2Quando tu passerai per mezzo alle acque, io sarò teco, e non ti cuoprirà la corrente: quando passerai per mezzo al fuoco, non sarai abbruciato, e la fiamma non avrà ardore per te.

3Perchè io sono il Signore Dio tuo, il Santo d'Israele tuo in Salvatore, prezzo di tua liberazione ho dato l'Egitto, l'Etiopia, e Saba

4Dopo che tu diventasti orrevole, e glorioso negli occhi miei, io ti ho amato, e per te darò degli uomini, e de' popoli per tua salvezza.

5Non temere; perocché io son teco dall'Oriente condurrò i tuoi figliuoli, e dall'Occidente vi riunirò.

6Al Settentrione dirò: Dammeli: e al Mezzogiorno: Non ritenerli: conducetemi i miei figliuoli da' rimoti paesi, e le mie figlie dalle estremità della terra;

7Perocché tutti quelli, che invocano il nome mio, per gloria mia gli ho creati, gli ho formati, e gli ho fatti.
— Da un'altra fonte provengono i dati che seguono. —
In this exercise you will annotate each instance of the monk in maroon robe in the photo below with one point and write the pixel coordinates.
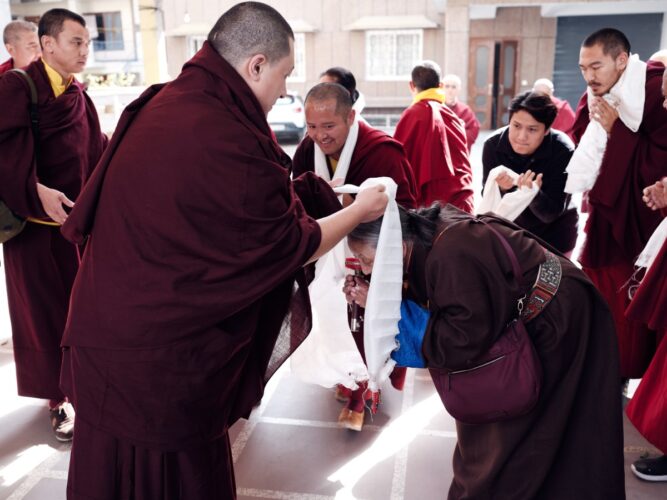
(339, 146)
(458, 270)
(21, 41)
(451, 85)
(435, 142)
(40, 264)
(619, 223)
(191, 282)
8Manda fuora quel popolo, che è cieco, benché abbia occhi; ed è sordo, benché abbia orecchie.

9Si radunino insieme tutte le genti, e si uniscano le tribù: chi di voi annunzierà simil cosa, e farà a noi ascoltare quello, che dee prima accadere? Producano i lor testimoni, si giustifichino, e que' che ascoltano, dicano: È vero.

10Testimoni miei, dice il Signore, e siete voi, e il mio servo; affinchè conosciate, e crediate, e intendiate, ch'io son quell'io. Formato non fu alcun Dio avanti di me né saravvi dopo di me.

11Io sono, io sono il Signore, e non è Salvatore fuori di me.

12Io predissi, io salvai; e vel feci sapere, e nissun Dio straniero fu tra di voi: voi miei testimoni, dice il Signore, ed io son Dio.

13E io stesso sono fin da principio, e non è chi dalla mano mia si sottragga: io farò, e chi disfarà?

14Queste cose dice il Signore Redentor vostro, il Santo d'Israele: Per amor di voi ho mandato gente a Babilonia, e ne gettai a terra tutte le difese, e i Caldei, che si gloriavano delle loro navi.

15Io il Signore, il Santo vostro, Creator d'Israele, Re vostro.

16Queste cose dice il Signore, che aperse una strada nel mare, e un sentiero nelle acque precipitose.

17Egli è, che fece uscir in campo cocchi, e i cavalli, le schiere, e i capitani, e si addormentarono insieme, né si sveglieranno: furono spenti come lino fumante, e perirono.

18Scordatevi delle cose passate, e non badate alle antiche.

19Ecco, che cose nuove io fo, e or ora verranno in luce, certamente voi lo saprete: aprirò una strada nel deserto, e sorgive di acqua nel paese disabitato.

20Daran gloria a me le bestie salvatiche, i dragoni; e gli struzzoli; perchè ho fatto scaturire acque nel deserto, e fiumi nella terra disabitata per dar da bere al mio popolo, al mio eletto.

21Questo popolo l'ho io formato per me: egli annunzierà le mie laudi.

22Tu non mi hai invocato, o Giacobbe, tu non ti se' preso cura di me, o Israele.

23Tu non hai offerto a me il tuo capro in olocausto, e non mi hai onorato colle vittime: non son io quegli, cui tu hai servito colle obblazioni, ne io ti ho data la fatica di bruciare l'incenso.

24Non hai comprato per me col denaro la canna odorosa, e non mi hai rallegrato col grasso delle tue vittime. Piuttosto me hai tu fatto servire ne' tuoi peccati: a me hai recato pena colle tue iniquità.

25Io sono, son io stesso, che cancello le tue iniquità per me medesimo, e de' peccati tuoi non avrò più memoria.

26Ricorda tu a me, e facciasi insieme giudizio di noi, racconta se hai qualche cosa per essere giustificato.

27Il padre tuo egli il primo peccò, e i tuoi internunzi prevaricarono contro di me.

28Per questo dichiarai immondi i principi sacrati, e Giacobbe diedi allo sterminio, e Israele all'obbrobrio.